Pengendalian Hama Pada Budidaya Jamur Tiram

Pengendalian Hama Pada Budidaya Jamur Tiram
06
Rabu, 6 Maret 2024

Jamur tiram (Pleurotus ostreatus) merupakan jamur yang tergolong dalam kelompok Basidiomycota dan termasuk dalam kelas Homobasidiomycetes. Tubuh buahnya memiliki ciri khas berwarna putih hingga krem, dengan tudung yang membentuk setengah lingkaran menyerupai cangkang tiram, memiliki bagian tengah yang sedikit cekung (Batubara, 2019).

Gambar 1 Jamur tiram

Budidaya jamur tiram dapat dilakukan di berbagai lokasi, termasuk dataran tinggi maupun dataran rendah, memberikan fleksibilitas kepada para petani untuk memilih lokasi yang paling sesuai dengan kebutuhan tanaman. Di Indonesia, iklim tropis yang ada mendukung pertumbuhan jamur tiram dengan suhu dan kelembaban yang tinggi sepanjang tahun, menciptakan lingkungan ideal untuk budidaya.Selain itu, tanah di Indonesia umumnya subur dan kaya nutrisi, memberikan dasar yang baik untuk pertumbuhan jamur tiram. Bahan baku seperti jerami dan serbuk gergaji, yang biasa digunakan sebagai substrat, juga mudah ditemukan (Kementan RI, 2010).

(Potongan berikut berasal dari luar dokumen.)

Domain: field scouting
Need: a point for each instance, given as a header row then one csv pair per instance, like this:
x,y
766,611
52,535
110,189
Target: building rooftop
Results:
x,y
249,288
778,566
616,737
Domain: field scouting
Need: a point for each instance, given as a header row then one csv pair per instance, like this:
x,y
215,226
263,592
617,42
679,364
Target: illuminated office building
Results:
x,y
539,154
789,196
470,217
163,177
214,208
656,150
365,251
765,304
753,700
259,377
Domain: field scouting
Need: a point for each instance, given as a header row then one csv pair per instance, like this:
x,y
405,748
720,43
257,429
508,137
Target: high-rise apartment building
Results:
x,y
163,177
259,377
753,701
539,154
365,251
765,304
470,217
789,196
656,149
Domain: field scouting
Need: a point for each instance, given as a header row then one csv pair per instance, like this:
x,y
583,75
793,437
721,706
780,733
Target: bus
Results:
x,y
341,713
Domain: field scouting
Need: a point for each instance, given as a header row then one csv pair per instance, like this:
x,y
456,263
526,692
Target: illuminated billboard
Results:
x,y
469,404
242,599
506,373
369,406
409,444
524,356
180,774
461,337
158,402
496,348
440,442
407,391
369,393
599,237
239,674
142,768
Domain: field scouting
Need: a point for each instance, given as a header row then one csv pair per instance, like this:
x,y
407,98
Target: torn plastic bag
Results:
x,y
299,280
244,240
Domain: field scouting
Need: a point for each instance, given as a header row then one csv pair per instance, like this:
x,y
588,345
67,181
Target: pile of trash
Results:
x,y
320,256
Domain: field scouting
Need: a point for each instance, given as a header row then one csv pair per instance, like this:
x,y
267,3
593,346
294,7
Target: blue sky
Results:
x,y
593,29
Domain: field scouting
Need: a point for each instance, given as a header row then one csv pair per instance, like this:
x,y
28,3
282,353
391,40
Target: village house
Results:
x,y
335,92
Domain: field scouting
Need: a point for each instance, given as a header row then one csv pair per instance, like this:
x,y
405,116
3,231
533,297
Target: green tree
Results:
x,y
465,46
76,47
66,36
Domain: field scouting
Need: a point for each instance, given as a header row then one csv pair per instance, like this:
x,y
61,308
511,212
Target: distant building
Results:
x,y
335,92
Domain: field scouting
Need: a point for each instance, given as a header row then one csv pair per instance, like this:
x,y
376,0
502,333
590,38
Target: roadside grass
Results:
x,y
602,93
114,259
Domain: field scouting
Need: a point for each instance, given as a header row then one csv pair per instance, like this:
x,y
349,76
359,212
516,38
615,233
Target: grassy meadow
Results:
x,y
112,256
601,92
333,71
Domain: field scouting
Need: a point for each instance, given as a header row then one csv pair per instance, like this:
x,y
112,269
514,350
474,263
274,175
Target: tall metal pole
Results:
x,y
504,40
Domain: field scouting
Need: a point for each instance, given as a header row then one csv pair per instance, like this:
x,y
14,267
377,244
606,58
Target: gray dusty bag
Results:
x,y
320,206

Dalam kesehariannya, masyarakat Indonesia cenderung menyukai dan mengonsumsi jamur, sehingga ketersediaan pasar konsumen yang besar dapat mendukung keberlanjutan usaha budidaya jamur tiram. Keuntungan lainnya adalah bahwa budidaya jamur tiram tidak memerlukan investasi modal awal yang tinggi jika dibandingkan dengan beberapa jenis pertanian lainnya, sehingga dapat diakses oleh banyak petani atau pengusaha kecil. Dengan siklus pertumbuhan yang relatif cepat, jamur tiram memungkinkan beberapa panen dalam setahun, terutama dengan manajemen yang baik, yang dapat menghasilkan hasil produksi yang tinggi. Semua keunggulan ini membuat budidaya jamur tiram menjadi pilihan menarik dalam sektor pertanian Indonesia (Kementan RI, 2010).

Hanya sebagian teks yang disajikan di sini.